You give yourself one hour to clean the bottom floor. That is not too far-fetched since the only major cleaning is in the kitchen, and that only takes 30 minutes. When you move to clean the stainless-steel stove with a microfiber cloth, it takes everything in you to not scream at the top of your lung as a large spider crawls out from her hiding spot. It takes that much will-power because of your arachnophobia, natural skiddishness, and the fact your homeowner is on a phone-interview upstairs. You don’t dare breathe. Only after the spider stays still for two minutes do you even consider taking slow, direct steps backward to the vacuum. This isn’t home, so you can’t ask your brother or dad to kill it for you for them to refuse or be too drunk anyway before you decide instead to sleep on the couch. Heart pounding in your chest, your sweaty hands white-knuckle the too-short-for-comfort vacuum hose, and you shakily remove the spider from the oven. After a few concentrated deep breaths, you go back to cleaning the kitchen.

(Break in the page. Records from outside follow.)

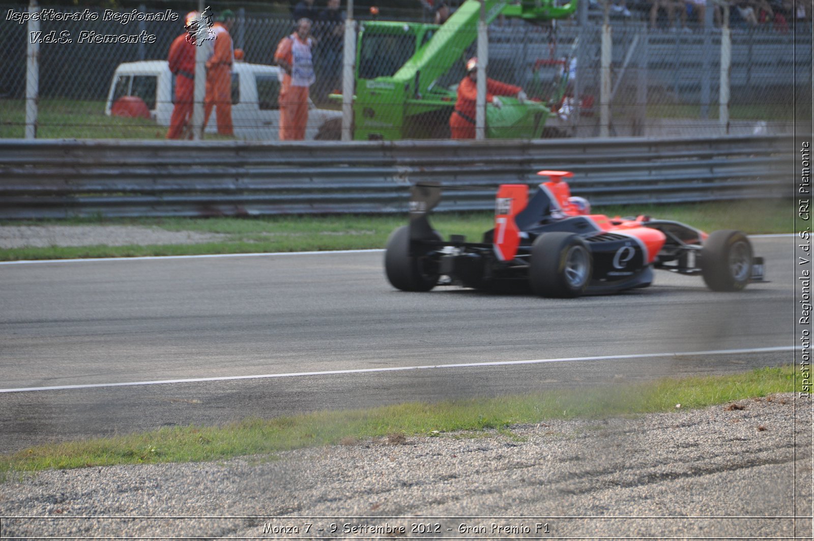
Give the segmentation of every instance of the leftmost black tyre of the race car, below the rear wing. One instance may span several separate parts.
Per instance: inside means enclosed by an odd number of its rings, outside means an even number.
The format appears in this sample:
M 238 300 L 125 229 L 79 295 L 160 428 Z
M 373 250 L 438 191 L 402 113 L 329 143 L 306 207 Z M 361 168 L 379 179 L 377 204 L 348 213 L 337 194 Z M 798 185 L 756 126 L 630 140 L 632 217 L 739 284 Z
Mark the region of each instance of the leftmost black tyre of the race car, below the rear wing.
M 440 240 L 440 237 L 439 239 Z M 402 291 L 430 291 L 438 284 L 438 263 L 426 255 L 410 255 L 409 227 L 390 234 L 384 252 L 384 271 L 390 283 Z

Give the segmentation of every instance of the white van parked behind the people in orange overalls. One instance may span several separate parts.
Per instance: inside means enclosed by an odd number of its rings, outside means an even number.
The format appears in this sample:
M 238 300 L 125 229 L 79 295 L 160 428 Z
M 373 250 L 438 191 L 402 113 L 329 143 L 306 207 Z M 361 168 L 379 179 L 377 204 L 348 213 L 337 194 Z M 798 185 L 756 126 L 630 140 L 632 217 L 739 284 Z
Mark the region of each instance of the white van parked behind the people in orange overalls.
M 232 125 L 239 139 L 279 139 L 279 68 L 264 64 L 232 64 Z M 105 114 L 122 96 L 136 96 L 147 105 L 150 117 L 169 126 L 175 99 L 175 76 L 166 60 L 142 60 L 119 64 L 107 93 Z M 305 139 L 339 139 L 342 112 L 317 109 L 310 103 Z M 215 112 L 209 117 L 206 133 L 217 133 Z

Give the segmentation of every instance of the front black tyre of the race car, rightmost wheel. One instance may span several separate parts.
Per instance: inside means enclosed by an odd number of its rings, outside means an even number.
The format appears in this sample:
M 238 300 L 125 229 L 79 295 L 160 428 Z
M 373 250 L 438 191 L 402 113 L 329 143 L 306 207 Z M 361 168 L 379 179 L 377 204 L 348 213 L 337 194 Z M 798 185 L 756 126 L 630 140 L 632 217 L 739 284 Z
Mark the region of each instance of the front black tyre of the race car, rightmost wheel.
M 701 274 L 712 291 L 740 291 L 752 273 L 752 244 L 741 231 L 712 231 L 701 247 Z

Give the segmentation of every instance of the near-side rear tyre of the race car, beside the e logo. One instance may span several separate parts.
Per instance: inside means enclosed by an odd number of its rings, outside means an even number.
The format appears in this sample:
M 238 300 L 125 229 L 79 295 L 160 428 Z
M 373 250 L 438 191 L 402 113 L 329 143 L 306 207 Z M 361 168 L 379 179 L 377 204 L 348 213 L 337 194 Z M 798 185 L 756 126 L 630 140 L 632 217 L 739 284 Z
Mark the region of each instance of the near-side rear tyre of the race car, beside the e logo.
M 528 281 L 542 297 L 579 297 L 588 288 L 593 258 L 579 235 L 544 233 L 532 244 Z

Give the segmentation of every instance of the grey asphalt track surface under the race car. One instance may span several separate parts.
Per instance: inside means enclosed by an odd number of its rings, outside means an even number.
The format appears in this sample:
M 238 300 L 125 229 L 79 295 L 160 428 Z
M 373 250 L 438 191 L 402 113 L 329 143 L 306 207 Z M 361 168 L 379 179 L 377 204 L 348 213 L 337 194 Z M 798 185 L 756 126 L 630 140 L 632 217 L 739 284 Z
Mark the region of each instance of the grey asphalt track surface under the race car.
M 794 345 L 794 239 L 753 244 L 770 281 L 744 292 L 659 271 L 651 288 L 573 300 L 399 292 L 381 252 L 2 265 L 0 452 L 792 363 L 791 350 L 765 349 Z M 726 350 L 763 351 L 636 356 Z M 541 359 L 575 360 L 477 366 Z M 359 372 L 462 363 L 475 366 Z M 283 374 L 301 375 L 245 377 Z M 226 379 L 188 381 L 201 378 Z M 86 387 L 158 380 L 177 382 Z M 8 392 L 28 388 L 41 390 Z

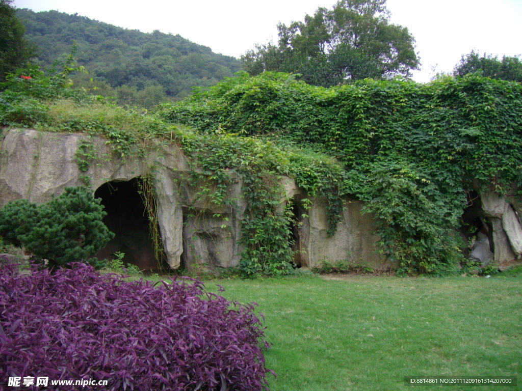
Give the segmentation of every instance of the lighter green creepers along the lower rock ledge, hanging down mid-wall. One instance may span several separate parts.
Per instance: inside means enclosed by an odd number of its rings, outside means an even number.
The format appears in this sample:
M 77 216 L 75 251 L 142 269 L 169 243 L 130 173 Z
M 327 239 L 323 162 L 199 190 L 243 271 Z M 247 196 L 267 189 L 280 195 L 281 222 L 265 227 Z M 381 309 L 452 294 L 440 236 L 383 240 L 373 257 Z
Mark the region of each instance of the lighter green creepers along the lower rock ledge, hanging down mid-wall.
M 241 227 L 245 251 L 240 271 L 245 276 L 280 275 L 292 270 L 293 254 L 288 238 L 291 213 L 290 206 L 284 213 L 281 205 L 282 189 L 278 185 L 281 174 L 297 177 L 312 196 L 328 194 L 330 234 L 335 232 L 342 207 L 335 189 L 342 179 L 342 169 L 333 158 L 252 137 L 230 136 L 219 131 L 202 134 L 177 127 L 159 116 L 89 96 L 65 82 L 70 71 L 79 70 L 72 56 L 62 72 L 46 75 L 30 69 L 26 72 L 33 75 L 29 80 L 11 75 L 0 92 L 0 124 L 104 136 L 121 157 L 142 155 L 152 139 L 179 143 L 193 157 L 192 177 L 202 186 L 200 196 L 208 194 L 218 204 L 230 202 L 226 195 L 229 174 L 234 170 L 244 181 L 244 197 L 248 200 Z M 97 156 L 89 140 L 78 144 L 76 160 L 80 170 L 88 170 L 100 158 L 106 157 Z M 189 213 L 192 212 L 191 206 Z

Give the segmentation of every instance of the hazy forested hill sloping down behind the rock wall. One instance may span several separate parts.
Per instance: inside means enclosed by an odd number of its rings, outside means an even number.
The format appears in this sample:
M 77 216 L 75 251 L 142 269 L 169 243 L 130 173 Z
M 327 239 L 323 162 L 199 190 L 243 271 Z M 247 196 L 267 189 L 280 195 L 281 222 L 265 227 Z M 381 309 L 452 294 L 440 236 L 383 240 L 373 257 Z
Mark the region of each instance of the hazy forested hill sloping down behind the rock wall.
M 41 66 L 51 67 L 76 41 L 78 64 L 89 75 L 76 76 L 75 84 L 92 88 L 93 78 L 97 94 L 117 96 L 123 104 L 151 106 L 179 100 L 192 87 L 214 85 L 241 69 L 240 60 L 180 35 L 143 33 L 58 11 L 17 9 L 17 17 L 41 51 Z

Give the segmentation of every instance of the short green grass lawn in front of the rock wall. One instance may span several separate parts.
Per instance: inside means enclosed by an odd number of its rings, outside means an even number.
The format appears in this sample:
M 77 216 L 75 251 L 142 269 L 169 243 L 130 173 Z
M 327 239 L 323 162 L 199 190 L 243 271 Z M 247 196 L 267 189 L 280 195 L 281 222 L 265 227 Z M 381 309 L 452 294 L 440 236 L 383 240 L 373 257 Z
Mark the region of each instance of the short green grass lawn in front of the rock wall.
M 404 376 L 514 376 L 522 368 L 522 272 L 508 276 L 212 280 L 266 318 L 272 391 L 435 389 Z M 446 387 L 444 387 L 446 388 Z M 518 386 L 450 386 L 515 390 Z

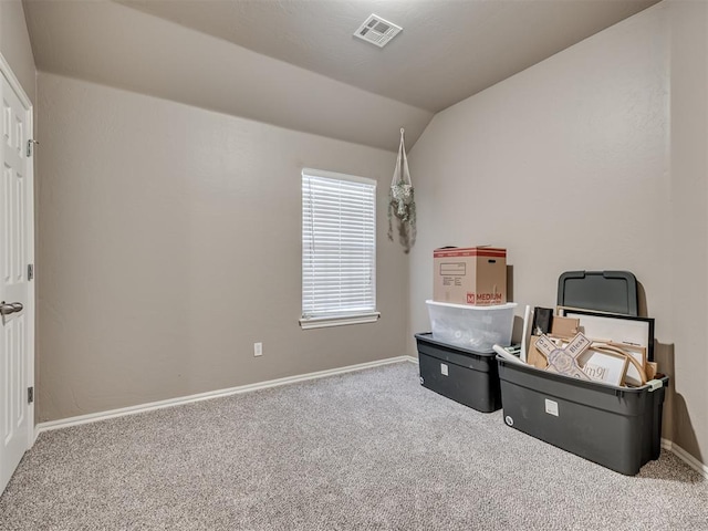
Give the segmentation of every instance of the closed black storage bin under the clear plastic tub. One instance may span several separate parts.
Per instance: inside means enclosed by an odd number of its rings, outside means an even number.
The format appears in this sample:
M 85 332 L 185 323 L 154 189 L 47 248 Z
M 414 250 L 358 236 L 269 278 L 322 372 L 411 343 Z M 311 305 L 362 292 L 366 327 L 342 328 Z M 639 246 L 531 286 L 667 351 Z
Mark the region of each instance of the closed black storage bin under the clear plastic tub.
M 441 343 L 431 333 L 416 334 L 420 384 L 482 413 L 501 407 L 496 354 Z

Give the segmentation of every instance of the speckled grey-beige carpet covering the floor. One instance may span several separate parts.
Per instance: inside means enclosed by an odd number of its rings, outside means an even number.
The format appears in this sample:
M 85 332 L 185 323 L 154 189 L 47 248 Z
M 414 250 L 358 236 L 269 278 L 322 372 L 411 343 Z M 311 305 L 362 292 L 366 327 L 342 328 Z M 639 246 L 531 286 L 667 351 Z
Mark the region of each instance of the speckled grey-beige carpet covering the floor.
M 708 530 L 670 452 L 626 477 L 398 363 L 43 433 L 1 530 Z

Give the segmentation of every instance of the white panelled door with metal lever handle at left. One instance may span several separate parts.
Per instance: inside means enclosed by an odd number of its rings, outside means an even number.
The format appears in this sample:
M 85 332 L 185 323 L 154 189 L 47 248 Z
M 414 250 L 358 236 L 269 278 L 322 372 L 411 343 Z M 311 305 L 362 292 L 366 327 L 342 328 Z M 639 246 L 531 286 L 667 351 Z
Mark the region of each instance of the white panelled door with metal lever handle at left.
M 0 144 L 0 493 L 33 442 L 33 256 L 32 167 L 28 156 L 32 119 L 29 100 L 2 66 Z M 14 87 L 13 87 L 14 86 Z M 19 93 L 18 93 L 19 91 Z M 24 100 L 24 104 L 22 103 Z

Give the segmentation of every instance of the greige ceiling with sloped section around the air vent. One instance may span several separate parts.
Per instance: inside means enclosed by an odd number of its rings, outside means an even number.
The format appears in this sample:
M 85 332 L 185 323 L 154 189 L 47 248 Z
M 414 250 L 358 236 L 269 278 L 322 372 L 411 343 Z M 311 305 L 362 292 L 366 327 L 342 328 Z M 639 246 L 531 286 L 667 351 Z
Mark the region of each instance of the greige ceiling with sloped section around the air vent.
M 24 0 L 38 69 L 386 149 L 657 0 Z M 379 49 L 372 13 L 404 28 Z

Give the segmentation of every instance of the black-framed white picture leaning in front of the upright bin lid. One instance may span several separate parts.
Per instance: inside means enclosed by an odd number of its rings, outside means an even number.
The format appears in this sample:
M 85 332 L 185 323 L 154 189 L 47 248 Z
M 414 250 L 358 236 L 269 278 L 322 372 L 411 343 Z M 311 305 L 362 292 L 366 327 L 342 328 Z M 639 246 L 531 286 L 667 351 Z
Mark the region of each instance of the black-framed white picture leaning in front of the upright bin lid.
M 654 319 L 558 306 L 558 314 L 580 319 L 580 330 L 592 341 L 617 346 L 644 347 L 646 361 L 654 361 Z M 637 354 L 638 356 L 639 354 Z M 642 355 L 643 356 L 643 355 Z

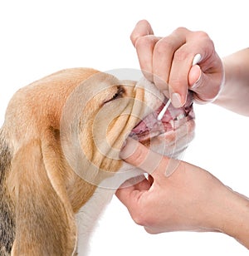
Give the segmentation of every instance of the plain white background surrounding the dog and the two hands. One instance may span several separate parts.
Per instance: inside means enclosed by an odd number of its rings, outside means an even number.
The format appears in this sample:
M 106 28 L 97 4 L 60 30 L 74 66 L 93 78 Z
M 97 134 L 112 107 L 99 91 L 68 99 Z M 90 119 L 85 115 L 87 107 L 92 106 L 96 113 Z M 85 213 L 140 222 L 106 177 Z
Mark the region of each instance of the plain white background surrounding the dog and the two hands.
M 146 18 L 158 36 L 176 27 L 206 31 L 221 57 L 249 45 L 248 1 L 2 1 L 0 122 L 18 88 L 62 68 L 139 68 L 129 34 Z M 249 101 L 249 99 L 248 99 Z M 217 106 L 195 106 L 197 130 L 184 160 L 249 195 L 249 120 Z M 223 234 L 150 235 L 113 199 L 91 244 L 99 255 L 247 255 Z

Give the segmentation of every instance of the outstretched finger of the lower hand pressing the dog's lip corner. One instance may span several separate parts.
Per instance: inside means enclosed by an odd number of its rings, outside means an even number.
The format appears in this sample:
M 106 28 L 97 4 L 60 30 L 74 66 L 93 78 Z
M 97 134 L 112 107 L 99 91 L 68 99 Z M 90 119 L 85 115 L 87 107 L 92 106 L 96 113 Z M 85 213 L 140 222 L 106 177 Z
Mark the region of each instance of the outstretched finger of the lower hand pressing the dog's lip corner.
M 120 151 L 120 158 L 152 176 L 154 171 L 164 172 L 166 176 L 172 175 L 179 163 L 179 160 L 173 160 L 149 150 L 139 141 L 131 138 L 126 140 L 125 147 Z

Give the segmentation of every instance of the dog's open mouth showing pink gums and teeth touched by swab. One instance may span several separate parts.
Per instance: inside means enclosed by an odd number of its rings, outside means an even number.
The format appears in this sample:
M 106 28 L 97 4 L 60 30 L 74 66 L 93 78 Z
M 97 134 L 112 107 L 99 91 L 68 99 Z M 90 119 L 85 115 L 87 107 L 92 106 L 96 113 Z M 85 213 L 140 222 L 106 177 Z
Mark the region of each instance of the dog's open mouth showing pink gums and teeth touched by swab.
M 167 101 L 168 100 L 166 100 L 165 103 L 167 103 Z M 159 121 L 158 116 L 164 108 L 165 103 L 148 116 L 145 116 L 144 120 L 140 121 L 139 124 L 131 130 L 129 136 L 143 143 L 156 136 L 166 134 L 168 131 L 178 130 L 180 126 L 194 119 L 193 94 L 188 94 L 186 104 L 181 108 L 174 108 L 173 105 L 170 104 L 163 118 Z

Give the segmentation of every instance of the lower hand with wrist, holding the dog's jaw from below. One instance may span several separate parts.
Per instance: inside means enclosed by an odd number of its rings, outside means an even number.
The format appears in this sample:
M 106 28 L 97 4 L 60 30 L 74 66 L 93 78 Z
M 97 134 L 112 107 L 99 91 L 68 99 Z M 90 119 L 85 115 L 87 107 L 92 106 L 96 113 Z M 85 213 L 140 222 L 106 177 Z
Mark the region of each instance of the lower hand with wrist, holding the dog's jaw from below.
M 168 166 L 177 160 L 154 153 L 135 140 L 128 140 L 120 157 L 149 173 L 149 179 L 138 184 L 128 180 L 116 192 L 147 232 L 217 231 L 249 247 L 248 199 L 244 196 L 206 170 L 183 161 L 173 163 L 177 168 L 167 177 Z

The house speaks to you more than your homeowner does. Now, you know that is not because she is snide or does not want to talk to you, it is just that you are doing her a service and it is hard to talk to those that are so intimate with you yet so distant. The pictures you dust put on display a loving mother who has put her divorce far behind her. Four cat bowls and two separate placemats show a woman who cares about the cats her son originally wanted. Old carpets and walls in need of paint tell you they are renting. Leather couches speak of wealth and a trust of the cats that still have their claws. The constant sticky dirt that covers the middle bathroom her son uses points to a disregard of hygiene and respect of home and mother. You note that they must have divorced while he was still young. Job complete, you walk out the door with fifty more dollars.